It is said that facts should never get in the way of a good story, and the White House apparently adheres to this philosophy when it comes to the rabid gun control debate.

In the aftermath of Monday’s shooting incident at a Louisville bank, White House press secretary Karine Jean-Pierre repeated the false claim that the 1994 ban on so-called “assault weapons” reduced crime in the U.S.

This is demonstrably false.

To disprove this fallacy, look no further than the Department of Justice’s National Institute of Justice (NIJ) report on the issue. The 2004 study revealed that researchers could not establish a link between the “assault weapons” ban and spotty reports of lower shootings or crime from far-flung locations.

It was the author of the NIJ-commissioned independent study, University of Pennsylvania professor Christopher Koper, who dumped cold water on the faulty assertion.

“We cannot clearly credit the ban with any of the nation’s recent drop in gun violence. And, indeed, there has been no discernible reduction in the lethality and injuriousness of gun violence.”

Koper continued. “It is thus premature to make definitive assessments of the ban’s impact on gun violence. Should it be renewed, the ban’s effects on gun violence are likely to be small at best and perhaps too small for reliable measurement.”

To be crystal clear, the government’s own commissioned research debunked the idea that the decade-long ban on “assault weapons” had any discernible effect on violence.

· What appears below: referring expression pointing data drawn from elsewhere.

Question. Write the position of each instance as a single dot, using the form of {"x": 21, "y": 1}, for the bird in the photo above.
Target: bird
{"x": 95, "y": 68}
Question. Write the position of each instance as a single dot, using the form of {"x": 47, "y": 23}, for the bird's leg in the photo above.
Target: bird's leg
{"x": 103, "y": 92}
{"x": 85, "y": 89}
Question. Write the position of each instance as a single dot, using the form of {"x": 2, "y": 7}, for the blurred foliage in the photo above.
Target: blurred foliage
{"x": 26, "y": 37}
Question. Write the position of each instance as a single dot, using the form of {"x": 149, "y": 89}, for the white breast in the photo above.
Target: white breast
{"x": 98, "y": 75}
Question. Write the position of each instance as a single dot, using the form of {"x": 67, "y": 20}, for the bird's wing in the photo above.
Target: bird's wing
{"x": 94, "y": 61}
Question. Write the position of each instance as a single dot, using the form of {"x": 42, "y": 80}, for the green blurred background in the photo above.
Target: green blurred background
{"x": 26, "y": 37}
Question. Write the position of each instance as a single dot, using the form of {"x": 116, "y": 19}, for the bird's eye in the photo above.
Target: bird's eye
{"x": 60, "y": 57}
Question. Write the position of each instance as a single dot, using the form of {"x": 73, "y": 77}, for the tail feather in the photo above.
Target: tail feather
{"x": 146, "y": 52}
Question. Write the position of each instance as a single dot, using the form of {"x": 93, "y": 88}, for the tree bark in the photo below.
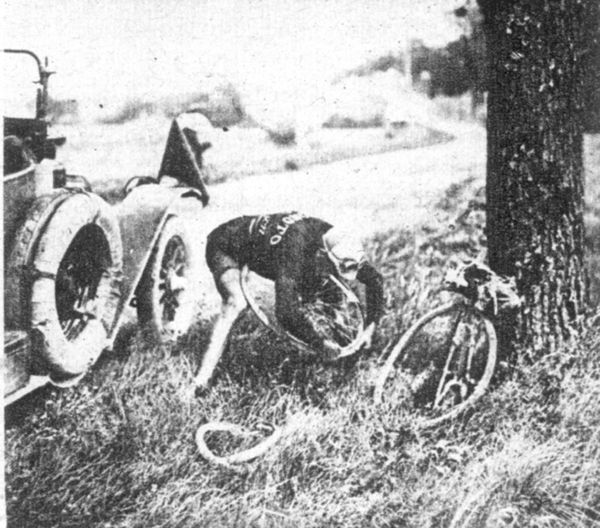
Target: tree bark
{"x": 534, "y": 182}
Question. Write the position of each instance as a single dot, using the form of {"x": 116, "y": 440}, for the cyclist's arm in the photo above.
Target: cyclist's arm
{"x": 373, "y": 282}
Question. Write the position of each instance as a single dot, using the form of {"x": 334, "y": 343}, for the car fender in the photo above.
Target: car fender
{"x": 142, "y": 215}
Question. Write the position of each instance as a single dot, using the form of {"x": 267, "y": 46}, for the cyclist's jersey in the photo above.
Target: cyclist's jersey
{"x": 284, "y": 247}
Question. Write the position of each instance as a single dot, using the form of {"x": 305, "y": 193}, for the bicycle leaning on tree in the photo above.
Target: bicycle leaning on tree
{"x": 447, "y": 358}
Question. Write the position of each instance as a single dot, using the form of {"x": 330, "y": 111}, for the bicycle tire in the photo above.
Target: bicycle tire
{"x": 271, "y": 322}
{"x": 235, "y": 458}
{"x": 401, "y": 347}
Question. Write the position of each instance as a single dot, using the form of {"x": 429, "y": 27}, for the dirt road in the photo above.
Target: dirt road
{"x": 371, "y": 194}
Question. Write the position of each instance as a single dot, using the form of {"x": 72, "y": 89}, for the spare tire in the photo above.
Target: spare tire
{"x": 75, "y": 288}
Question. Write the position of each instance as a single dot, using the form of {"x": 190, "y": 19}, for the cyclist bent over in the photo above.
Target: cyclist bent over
{"x": 298, "y": 253}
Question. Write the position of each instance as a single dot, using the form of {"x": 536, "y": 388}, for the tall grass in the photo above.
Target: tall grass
{"x": 118, "y": 450}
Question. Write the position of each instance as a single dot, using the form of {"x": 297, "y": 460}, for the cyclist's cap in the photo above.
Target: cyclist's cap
{"x": 342, "y": 245}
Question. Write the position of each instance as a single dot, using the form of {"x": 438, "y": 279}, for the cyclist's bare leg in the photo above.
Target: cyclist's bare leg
{"x": 233, "y": 304}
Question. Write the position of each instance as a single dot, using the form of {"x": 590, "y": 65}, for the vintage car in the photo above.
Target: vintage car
{"x": 73, "y": 263}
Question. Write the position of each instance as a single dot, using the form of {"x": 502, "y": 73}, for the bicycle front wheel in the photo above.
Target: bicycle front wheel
{"x": 446, "y": 360}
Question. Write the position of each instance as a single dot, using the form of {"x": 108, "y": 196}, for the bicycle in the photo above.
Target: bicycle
{"x": 447, "y": 358}
{"x": 336, "y": 312}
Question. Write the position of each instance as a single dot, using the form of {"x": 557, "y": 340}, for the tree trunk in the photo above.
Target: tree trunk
{"x": 534, "y": 168}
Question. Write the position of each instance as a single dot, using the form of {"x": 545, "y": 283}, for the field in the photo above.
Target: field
{"x": 118, "y": 450}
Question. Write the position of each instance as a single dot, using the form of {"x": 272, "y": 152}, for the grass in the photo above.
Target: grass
{"x": 110, "y": 155}
{"x": 118, "y": 450}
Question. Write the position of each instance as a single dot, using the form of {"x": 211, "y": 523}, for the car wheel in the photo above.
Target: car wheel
{"x": 165, "y": 296}
{"x": 75, "y": 289}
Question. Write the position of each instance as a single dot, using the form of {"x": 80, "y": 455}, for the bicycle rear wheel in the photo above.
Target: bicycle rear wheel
{"x": 446, "y": 361}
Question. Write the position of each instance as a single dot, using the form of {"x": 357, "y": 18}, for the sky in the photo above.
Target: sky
{"x": 119, "y": 49}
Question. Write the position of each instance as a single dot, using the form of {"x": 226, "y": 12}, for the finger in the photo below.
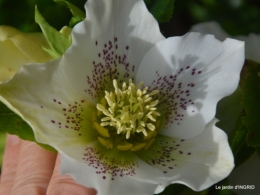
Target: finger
{"x": 34, "y": 170}
{"x": 65, "y": 185}
{"x": 10, "y": 161}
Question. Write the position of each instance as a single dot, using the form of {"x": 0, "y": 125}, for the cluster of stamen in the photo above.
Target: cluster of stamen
{"x": 129, "y": 113}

Further, its possible renewal was anticipated to have a miniscule — if any — impact on the nation’s crime rate.

The report also noted that “assault weapons” were rarely used in crimes even before the ban. The simple fact is that weapons that fit into this dubious category are much more difficult for violent criminals to transport and conceal.

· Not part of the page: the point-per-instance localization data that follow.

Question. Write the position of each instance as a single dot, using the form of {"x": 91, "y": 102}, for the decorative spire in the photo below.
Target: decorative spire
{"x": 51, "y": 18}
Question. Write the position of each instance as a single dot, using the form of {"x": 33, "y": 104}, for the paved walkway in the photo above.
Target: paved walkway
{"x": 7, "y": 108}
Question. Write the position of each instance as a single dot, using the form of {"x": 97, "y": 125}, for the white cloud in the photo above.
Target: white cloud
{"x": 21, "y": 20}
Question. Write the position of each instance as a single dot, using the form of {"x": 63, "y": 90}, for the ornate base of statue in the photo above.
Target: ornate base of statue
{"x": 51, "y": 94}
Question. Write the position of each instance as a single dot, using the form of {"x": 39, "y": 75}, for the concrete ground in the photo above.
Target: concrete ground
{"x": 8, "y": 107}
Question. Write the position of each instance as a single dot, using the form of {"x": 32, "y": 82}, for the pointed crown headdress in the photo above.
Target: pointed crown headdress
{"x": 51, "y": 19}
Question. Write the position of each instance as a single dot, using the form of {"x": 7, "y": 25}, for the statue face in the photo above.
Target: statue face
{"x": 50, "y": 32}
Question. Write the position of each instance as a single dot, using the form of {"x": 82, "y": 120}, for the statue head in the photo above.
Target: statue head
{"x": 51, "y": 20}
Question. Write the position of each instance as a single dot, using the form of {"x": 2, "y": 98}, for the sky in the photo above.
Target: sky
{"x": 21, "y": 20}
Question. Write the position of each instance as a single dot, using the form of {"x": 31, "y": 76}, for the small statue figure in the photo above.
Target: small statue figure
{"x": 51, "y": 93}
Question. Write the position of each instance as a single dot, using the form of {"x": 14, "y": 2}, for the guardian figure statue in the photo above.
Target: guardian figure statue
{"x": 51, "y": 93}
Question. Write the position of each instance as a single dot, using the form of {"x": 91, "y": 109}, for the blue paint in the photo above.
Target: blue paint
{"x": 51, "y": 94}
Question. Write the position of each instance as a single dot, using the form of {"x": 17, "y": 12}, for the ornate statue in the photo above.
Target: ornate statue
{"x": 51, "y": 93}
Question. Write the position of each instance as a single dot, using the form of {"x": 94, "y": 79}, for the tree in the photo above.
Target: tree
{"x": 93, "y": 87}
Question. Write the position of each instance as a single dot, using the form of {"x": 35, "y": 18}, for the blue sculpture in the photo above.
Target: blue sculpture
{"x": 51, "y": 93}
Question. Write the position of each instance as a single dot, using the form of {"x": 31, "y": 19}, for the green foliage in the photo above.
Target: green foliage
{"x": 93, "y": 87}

The reality is that relatively few crimes in America are committed using so-called “assault weapons.” For evidence, look no further than the FBI’s own Uniform Crime Report (UCR) from 2021. 

It showed that 447 people in the U.S. were killed with rifles that year. Now, compare that number to the 1,035 people who were killed “with knives or cutting instruments.”

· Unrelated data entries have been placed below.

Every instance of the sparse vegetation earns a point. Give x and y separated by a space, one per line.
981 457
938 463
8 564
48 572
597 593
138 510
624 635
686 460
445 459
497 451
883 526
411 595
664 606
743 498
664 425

And that year was hardly an anomaly. The UCR for 2020 revealed that over 3.5 times as many people were killed with knives and other sharp objects than with rifles. The number for 2019 is more than four times as many. 

There is another key fact to consider when noting the vast disparity between killings involving rifles and sharp objects.

The FBI statistics include all categories of rifles. Everything from bolt action, pump action, break action, and those semiautomatic firearms falsely labeled as “assault weapons.” 

Even further evidence that raw numbers do not back up the wild claims of anti-gun zealots.

Yet the White House and self-serving politicians continue to spout untruths in the raging gun control debate. It is not beneath them to dredge up debunked ideas that there is a correlation between gun control measures and violent crime in the U.S.

For further evidence, consider that major cities almost universally have the strictest gun control statutes on the books. Yet from coast to coast they are currently experiencing a wild surge in violent crime, proving there is no cause-and-effect between stripping away Second Amendment rights and protecting citizens’ safety.

No, the White House is clearly wrong. The federal government’s own studies show that the ban on so-called “assault weapons had a negligible effect if any at all, and shrill calls to wipe away constitutional liberties are at best showboating.